The transparency project
Earlier this year the US-based Sundance Institute announced the Transparency Project, a non-profit project that will collect and share financial and other data “to help filmmakers be more creative and efficient in funding, marketing and releasing their work”.
Sundance was founded by actor Robert Redford in 1981 and has become an important platform for independent (non-studio) films. Its backing for the Transparency Project is significant; already nearly 100 films have submitted data and the project team has developed an Analytics Tool that allows filmmakers to compare their films to other similar films and ask questions such as:
Where are the revenue streams coming from? What costs does it take to get those revenues?
How valuable is a theatrical release, and what is the tipping point in terms of overspending on theatrical?
How does box office correlate to VOD (video-on-demand) or other online digital distribution?
While the project is at an early stage, it clearly has the potential to aggregate data on an industrial scale. It will thus empower independent filmmakers, lifting them from information poverty and giving them tools to compete more effectively with the major studios.
Sundance has secured the backing of key players including sub-genre Cinereach, the Independent Feature Project, Tribeca, Vimeo and the Writers Guild of America – and now is seeking overseas partners.
Australian filmmakers, like their overseas counterparts, face splintered markets, runaway piracy and “disrupted” business models.
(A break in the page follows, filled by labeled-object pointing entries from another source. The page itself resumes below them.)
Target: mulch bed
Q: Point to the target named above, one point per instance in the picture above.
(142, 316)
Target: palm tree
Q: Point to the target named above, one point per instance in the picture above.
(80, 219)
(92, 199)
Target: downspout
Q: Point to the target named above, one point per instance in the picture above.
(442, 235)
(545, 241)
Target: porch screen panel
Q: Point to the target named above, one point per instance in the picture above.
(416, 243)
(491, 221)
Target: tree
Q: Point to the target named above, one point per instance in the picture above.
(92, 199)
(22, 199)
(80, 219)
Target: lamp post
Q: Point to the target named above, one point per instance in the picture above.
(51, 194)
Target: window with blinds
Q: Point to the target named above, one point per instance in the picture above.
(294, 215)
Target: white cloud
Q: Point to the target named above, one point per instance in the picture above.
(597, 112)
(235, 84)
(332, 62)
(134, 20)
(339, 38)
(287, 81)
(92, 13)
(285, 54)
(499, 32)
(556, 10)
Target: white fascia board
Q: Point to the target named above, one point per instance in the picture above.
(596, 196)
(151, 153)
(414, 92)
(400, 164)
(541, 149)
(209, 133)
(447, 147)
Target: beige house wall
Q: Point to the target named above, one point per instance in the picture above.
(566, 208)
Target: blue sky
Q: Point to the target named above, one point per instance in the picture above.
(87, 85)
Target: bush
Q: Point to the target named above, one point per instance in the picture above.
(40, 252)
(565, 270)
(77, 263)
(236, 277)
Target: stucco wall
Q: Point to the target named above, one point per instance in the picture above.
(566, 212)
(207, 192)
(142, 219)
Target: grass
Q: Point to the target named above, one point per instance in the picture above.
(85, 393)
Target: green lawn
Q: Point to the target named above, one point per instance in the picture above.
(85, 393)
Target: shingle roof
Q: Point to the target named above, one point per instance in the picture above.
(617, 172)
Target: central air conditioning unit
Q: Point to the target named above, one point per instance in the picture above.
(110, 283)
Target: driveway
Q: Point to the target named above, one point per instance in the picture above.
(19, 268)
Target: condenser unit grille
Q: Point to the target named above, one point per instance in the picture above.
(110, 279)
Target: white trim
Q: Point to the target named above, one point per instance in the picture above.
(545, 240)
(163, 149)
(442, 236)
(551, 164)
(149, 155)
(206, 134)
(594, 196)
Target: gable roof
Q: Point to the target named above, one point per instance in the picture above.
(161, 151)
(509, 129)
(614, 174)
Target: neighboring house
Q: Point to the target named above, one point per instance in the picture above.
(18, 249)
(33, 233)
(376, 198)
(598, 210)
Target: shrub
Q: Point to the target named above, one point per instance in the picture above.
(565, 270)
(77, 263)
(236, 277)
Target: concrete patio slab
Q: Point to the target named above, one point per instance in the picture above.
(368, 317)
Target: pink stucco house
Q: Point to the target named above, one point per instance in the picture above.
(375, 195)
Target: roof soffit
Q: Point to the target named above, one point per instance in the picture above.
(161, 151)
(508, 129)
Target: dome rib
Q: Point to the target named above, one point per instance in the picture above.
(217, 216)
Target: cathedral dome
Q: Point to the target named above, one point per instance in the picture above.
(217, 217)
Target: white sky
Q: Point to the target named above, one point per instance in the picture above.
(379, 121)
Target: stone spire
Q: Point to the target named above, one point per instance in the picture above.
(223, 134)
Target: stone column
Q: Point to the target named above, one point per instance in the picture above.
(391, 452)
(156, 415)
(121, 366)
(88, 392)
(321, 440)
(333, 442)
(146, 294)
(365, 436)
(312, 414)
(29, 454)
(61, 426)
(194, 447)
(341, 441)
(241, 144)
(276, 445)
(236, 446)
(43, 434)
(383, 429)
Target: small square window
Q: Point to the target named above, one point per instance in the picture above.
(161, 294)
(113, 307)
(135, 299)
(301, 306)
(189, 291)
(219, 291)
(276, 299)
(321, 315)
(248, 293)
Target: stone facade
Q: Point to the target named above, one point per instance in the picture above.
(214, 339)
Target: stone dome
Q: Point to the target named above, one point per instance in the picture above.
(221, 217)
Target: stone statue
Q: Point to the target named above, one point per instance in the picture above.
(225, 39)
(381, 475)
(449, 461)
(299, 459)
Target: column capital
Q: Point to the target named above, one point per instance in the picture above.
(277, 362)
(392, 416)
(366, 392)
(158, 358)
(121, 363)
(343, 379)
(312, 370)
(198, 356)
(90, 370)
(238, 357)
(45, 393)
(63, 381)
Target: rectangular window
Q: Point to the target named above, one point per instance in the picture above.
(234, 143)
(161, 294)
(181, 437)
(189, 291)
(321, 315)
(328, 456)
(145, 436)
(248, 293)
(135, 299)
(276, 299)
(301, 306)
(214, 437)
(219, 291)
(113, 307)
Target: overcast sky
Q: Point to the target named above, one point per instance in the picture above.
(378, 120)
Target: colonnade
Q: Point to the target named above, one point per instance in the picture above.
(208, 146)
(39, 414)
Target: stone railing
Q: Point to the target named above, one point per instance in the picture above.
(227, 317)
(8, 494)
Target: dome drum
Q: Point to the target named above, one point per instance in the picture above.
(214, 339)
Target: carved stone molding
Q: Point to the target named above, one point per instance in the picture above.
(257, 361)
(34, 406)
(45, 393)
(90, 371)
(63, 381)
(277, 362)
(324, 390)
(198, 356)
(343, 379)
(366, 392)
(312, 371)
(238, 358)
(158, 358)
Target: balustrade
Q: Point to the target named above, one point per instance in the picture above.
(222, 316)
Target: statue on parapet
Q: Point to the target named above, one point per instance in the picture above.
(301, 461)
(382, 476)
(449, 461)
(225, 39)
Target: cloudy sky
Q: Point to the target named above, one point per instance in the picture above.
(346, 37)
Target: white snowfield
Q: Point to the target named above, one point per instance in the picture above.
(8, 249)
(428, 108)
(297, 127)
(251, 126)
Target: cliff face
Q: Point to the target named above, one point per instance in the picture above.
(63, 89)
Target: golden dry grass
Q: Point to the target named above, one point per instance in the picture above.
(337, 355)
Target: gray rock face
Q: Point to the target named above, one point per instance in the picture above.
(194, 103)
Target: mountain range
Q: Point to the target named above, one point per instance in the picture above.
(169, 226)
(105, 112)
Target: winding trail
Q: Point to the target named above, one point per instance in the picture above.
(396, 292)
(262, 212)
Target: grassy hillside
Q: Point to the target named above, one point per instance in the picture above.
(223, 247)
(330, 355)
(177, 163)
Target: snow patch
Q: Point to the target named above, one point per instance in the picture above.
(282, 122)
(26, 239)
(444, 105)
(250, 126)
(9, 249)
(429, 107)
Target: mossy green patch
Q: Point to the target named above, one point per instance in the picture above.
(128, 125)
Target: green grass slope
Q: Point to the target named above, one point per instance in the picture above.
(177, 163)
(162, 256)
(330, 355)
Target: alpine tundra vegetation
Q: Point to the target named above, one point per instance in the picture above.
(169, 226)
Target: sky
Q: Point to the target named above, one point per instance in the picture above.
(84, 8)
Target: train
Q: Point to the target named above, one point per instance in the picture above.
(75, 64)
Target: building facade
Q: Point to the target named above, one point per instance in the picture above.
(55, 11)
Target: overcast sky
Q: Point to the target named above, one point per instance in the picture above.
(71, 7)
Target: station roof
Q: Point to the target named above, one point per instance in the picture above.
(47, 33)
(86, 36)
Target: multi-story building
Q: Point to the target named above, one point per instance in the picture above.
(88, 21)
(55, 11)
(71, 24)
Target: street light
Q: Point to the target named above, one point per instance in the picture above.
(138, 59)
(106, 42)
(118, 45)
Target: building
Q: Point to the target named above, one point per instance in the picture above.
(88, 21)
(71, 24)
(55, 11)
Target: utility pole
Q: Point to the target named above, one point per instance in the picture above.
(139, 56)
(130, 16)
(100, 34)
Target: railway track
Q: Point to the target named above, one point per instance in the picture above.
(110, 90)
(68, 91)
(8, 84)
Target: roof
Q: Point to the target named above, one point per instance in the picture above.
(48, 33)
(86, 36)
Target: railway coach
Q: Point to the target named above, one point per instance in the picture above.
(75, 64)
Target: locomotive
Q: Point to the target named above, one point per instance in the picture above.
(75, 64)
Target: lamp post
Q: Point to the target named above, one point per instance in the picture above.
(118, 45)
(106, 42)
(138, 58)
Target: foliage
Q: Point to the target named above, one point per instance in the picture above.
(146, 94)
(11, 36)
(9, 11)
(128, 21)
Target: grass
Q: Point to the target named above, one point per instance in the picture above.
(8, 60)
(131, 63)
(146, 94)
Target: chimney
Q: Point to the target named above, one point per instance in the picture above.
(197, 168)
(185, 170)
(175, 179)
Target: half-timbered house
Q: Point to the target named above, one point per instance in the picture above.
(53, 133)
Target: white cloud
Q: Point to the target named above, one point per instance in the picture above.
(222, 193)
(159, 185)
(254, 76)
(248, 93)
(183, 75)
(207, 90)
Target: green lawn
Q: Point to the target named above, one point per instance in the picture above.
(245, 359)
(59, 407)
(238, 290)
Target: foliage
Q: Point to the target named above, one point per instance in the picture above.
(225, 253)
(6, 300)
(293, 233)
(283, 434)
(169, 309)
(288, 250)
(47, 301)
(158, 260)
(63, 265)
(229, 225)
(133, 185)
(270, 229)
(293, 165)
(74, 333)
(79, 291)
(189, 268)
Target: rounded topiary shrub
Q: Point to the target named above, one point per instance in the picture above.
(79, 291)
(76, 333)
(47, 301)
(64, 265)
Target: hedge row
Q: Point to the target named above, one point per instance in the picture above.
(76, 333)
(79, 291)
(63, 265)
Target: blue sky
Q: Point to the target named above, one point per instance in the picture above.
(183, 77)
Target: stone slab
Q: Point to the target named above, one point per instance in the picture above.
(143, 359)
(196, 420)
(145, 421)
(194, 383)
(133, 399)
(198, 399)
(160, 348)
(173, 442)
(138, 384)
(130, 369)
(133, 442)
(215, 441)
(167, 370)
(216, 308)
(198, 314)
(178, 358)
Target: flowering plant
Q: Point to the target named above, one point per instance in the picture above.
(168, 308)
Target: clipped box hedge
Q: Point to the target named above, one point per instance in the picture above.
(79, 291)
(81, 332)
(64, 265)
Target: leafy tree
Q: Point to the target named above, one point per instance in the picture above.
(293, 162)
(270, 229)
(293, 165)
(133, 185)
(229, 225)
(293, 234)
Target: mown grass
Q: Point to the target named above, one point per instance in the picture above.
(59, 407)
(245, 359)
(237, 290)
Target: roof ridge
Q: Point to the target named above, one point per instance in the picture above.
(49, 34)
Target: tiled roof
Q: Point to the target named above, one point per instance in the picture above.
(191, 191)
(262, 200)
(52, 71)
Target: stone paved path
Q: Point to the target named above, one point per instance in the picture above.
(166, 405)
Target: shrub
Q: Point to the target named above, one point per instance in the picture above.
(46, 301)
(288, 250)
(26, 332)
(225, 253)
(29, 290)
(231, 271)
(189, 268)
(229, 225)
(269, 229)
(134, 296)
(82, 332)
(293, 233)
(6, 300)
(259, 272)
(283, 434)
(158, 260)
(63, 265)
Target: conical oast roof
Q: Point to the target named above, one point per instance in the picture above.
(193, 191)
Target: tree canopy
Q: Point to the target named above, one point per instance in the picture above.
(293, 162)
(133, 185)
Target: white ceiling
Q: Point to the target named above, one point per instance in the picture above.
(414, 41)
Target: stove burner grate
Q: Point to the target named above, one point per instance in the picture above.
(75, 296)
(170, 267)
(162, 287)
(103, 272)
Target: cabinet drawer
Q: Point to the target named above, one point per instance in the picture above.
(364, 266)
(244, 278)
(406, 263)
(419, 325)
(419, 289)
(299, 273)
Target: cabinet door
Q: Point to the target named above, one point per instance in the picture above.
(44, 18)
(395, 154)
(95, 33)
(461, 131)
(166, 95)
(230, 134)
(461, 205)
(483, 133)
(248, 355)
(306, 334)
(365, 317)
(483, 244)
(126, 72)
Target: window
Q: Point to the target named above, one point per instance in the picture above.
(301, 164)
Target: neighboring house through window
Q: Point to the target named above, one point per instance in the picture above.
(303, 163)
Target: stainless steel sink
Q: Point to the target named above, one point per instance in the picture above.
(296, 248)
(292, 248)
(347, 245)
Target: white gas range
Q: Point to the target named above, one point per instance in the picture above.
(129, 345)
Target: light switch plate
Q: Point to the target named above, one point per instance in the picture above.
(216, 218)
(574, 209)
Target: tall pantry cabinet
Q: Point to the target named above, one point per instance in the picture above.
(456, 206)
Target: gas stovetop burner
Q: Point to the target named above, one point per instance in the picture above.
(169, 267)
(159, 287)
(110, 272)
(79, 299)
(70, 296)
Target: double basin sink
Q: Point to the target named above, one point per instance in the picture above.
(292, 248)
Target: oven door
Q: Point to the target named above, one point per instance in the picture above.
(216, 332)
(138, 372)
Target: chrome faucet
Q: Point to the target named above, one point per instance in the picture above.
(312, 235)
The Australian industry is getting weaker over time and small independent producers are the most vulnerable. There are no easy answers.
Finding means of survival will require strategies of self-reliance and collaboration. Information sharing along the lines being tested by the Transparency Project might be a good place to start.
The early steps might be:
A small group of like-minded filmmakers agree to collaborate
They devise an information-sharing protocol and decide what information to share
They reach out to others with useful information such as distributors and funding agencies
They team up with Sundance and other international partners to share resources and internationalise the project.
Filmmaking is an activity that teeters at the edge of viability; sharing information is an incremental reform that might tip it back into the black.